Increasing dilutions of the S. plumieri crude venom samples (20, 200 and 2000 μg/mL) and purified toxin samples (0.5, 2 and 10 μg/mL) were prepared in PBS and assayed in duplicate. After incubation for 20 h at 37 °C in a humid chamber the PLA2 activity was detected by visualization of halos of substrate hydrolysis. PBS was used as negative control and 50 μg/mL of Crotalus durissus terrificus venom was run as reference. The homogeneity of the
active fraction obtained in the last purification step was examined by denaturing PAGE (SDS-PAGE) according to Laemmli (1970). SDS-PAGE was carried out under reducing (4% beta-mercaptoethanol) and non-reducing conditions in 8% gels. Protein bands were detected by Coomassie blue G staining. The apparent molecular mass of the purified protein was calculated using a mixture of protein molecular markers (myosin – 200 kDa, β-galactosidase – 116 kDa, Ribociclib datasheet phosphorylase b – 97 kDa, bovine serum albumin – 66 kDa, and ovalbumin – 45 kDa). In addition, Sp-CTx TSA HDAC mouse samples were also analyzed by SDS-PAGE on 8% gels after chemical cross-linking
with bis-(sulfosuccinimidyl) suberate (BS3) (Pierce). For this purpose, Sp-CTx (50 μg/mL in PBS) was incubated with increasing concentrations of BS3 (0, 1, 2, 5 and 10 mM) for 1 h at 26 °C. Two-dimensional (2D) electrophoresis was also performed.

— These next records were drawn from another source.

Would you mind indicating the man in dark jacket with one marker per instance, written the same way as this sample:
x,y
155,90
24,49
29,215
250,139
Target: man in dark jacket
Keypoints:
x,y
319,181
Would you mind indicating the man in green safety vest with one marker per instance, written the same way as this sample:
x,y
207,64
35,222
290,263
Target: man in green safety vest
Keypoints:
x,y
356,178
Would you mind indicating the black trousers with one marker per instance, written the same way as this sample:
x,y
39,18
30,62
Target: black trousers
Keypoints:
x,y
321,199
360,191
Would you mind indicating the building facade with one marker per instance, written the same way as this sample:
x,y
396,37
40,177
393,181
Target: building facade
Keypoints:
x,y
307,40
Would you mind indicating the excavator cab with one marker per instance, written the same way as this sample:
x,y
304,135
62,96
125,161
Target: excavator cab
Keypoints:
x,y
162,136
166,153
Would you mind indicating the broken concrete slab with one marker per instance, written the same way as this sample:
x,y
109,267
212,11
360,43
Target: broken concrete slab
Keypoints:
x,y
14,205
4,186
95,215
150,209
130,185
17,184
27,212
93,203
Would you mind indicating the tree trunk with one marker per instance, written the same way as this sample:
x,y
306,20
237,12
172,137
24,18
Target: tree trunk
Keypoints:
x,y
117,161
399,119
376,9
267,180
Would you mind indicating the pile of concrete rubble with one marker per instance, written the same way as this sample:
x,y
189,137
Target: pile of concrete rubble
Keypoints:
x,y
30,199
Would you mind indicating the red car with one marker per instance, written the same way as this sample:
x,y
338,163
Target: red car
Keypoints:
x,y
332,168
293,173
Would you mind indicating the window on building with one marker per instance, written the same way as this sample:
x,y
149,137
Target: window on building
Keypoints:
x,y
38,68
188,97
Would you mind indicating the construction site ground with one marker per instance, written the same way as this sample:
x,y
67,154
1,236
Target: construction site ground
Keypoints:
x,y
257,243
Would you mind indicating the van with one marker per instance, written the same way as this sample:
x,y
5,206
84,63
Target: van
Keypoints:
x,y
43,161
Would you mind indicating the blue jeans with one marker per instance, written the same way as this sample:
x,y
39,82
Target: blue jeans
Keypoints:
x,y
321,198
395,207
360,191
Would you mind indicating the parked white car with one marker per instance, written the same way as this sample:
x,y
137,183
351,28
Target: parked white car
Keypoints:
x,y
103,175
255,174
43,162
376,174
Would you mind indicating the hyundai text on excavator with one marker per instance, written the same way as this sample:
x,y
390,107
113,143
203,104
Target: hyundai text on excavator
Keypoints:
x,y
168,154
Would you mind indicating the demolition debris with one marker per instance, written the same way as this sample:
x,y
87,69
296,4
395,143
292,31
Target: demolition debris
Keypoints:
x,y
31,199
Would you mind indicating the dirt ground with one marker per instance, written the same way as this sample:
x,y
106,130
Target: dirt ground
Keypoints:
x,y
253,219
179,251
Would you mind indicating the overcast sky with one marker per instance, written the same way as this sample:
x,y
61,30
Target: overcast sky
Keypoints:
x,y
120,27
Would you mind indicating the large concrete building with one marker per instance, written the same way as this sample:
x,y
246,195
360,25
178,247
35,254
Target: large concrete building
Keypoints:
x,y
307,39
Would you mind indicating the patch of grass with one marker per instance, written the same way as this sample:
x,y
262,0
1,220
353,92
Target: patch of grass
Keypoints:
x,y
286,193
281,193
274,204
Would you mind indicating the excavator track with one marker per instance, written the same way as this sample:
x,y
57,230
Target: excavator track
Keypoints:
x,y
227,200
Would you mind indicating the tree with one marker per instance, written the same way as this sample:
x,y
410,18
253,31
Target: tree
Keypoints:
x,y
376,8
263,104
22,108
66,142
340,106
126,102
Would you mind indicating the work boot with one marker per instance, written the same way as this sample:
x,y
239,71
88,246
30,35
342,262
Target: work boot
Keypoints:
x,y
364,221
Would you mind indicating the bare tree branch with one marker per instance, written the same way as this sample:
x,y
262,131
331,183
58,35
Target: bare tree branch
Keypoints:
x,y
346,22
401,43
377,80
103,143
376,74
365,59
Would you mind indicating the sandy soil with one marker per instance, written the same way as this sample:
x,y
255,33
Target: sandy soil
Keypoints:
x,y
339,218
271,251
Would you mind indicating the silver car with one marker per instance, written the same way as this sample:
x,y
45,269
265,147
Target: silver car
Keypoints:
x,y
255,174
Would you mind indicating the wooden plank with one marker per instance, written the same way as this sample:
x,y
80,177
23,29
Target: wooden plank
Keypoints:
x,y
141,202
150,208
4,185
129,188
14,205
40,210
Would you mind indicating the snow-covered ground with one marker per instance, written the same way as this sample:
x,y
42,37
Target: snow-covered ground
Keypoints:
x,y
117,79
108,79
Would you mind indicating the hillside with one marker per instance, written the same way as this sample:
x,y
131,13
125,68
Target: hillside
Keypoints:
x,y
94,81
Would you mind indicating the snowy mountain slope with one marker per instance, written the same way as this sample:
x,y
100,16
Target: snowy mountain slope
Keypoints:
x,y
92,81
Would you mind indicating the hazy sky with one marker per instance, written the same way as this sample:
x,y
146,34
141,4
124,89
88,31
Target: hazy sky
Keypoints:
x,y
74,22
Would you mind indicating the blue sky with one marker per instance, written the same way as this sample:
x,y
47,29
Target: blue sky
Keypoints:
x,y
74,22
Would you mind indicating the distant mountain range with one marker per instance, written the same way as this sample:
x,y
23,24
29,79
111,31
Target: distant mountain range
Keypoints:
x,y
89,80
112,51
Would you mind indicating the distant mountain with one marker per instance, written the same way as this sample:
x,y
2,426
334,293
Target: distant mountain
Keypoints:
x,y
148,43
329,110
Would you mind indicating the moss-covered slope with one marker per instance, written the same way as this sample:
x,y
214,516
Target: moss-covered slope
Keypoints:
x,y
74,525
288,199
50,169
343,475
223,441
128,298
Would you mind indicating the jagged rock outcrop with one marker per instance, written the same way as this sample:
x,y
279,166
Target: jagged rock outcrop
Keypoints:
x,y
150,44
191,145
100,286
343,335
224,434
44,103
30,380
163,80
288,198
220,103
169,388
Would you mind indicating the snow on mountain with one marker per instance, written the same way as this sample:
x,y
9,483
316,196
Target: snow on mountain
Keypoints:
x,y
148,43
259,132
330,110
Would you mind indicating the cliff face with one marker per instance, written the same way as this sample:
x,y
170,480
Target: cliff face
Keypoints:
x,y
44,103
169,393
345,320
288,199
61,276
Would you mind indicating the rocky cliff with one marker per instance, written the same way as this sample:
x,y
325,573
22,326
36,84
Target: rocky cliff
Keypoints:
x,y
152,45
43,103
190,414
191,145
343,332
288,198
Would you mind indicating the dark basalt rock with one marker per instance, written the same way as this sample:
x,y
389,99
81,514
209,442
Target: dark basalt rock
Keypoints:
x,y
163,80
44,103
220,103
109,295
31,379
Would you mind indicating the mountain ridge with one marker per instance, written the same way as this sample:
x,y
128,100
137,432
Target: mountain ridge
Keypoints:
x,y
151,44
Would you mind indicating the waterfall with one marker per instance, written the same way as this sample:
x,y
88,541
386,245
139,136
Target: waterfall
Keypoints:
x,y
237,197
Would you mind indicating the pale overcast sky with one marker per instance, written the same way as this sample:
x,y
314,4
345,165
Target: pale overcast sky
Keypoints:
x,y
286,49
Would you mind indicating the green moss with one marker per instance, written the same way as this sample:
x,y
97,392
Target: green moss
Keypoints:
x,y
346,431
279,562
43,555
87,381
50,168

Sp-CTx (15 μg of protein) was applied to 7 cm immobilized linear pH gradients (pH 4–7) strips (IPG, Bio-Rad), with Deastreak rehydration solution (Amersham, Uppsala, Sweden) for 12 h, 50 V at 20 °C. Isoelectric focusing (IEF) was performed in an IEF Cell system (Bio-Rad, Hercules, CA). Electrical conditions were set as described by the supplier. After the first-dimension run, the IPG gel strip was incubated at room temperature for 15 min in equilibration buffer (50 mM Tris–HCl pH 8.8, 6 M urea, 2% SDS, 30% glycerol and traces of bromophenol blue) containing 125 mM DTT, followed by a second Acesulfame Potassium incubation step (15 min at room temperature) in equilibration buffer containing 125 mM iodoacetamide instead of DTT. The second dimension electrophoresis was performed in a vertical system with uniform 10% separating
gel (mini PROTEAN 3 cell; Bio-Rad) at 25 °C, according to the method described by Laemmli (1970). Protein spots in the gel were stained with colloidal Coomassie blue brilliant CBB G-250 following procedures described elsewhere (Neuhoff et al., 1988). For amino acid sequence determination, samples of about 250 pmol of the native purified protein were subjected to Edman degradation using a Shimadzu PPSQ-21 automated protein sequencer. The Sp-CTx protein bands were manually removed from the gel (SDS-PAGE under non-reduction conditions, according to item 2.5). Each excised gel band was destained with 400 μL of 50% acetonitrile/25 mM ammonium bicarbonate buffer, pH 8.0 for 15 min. The supernatant was removed and this procedure was repeated twice.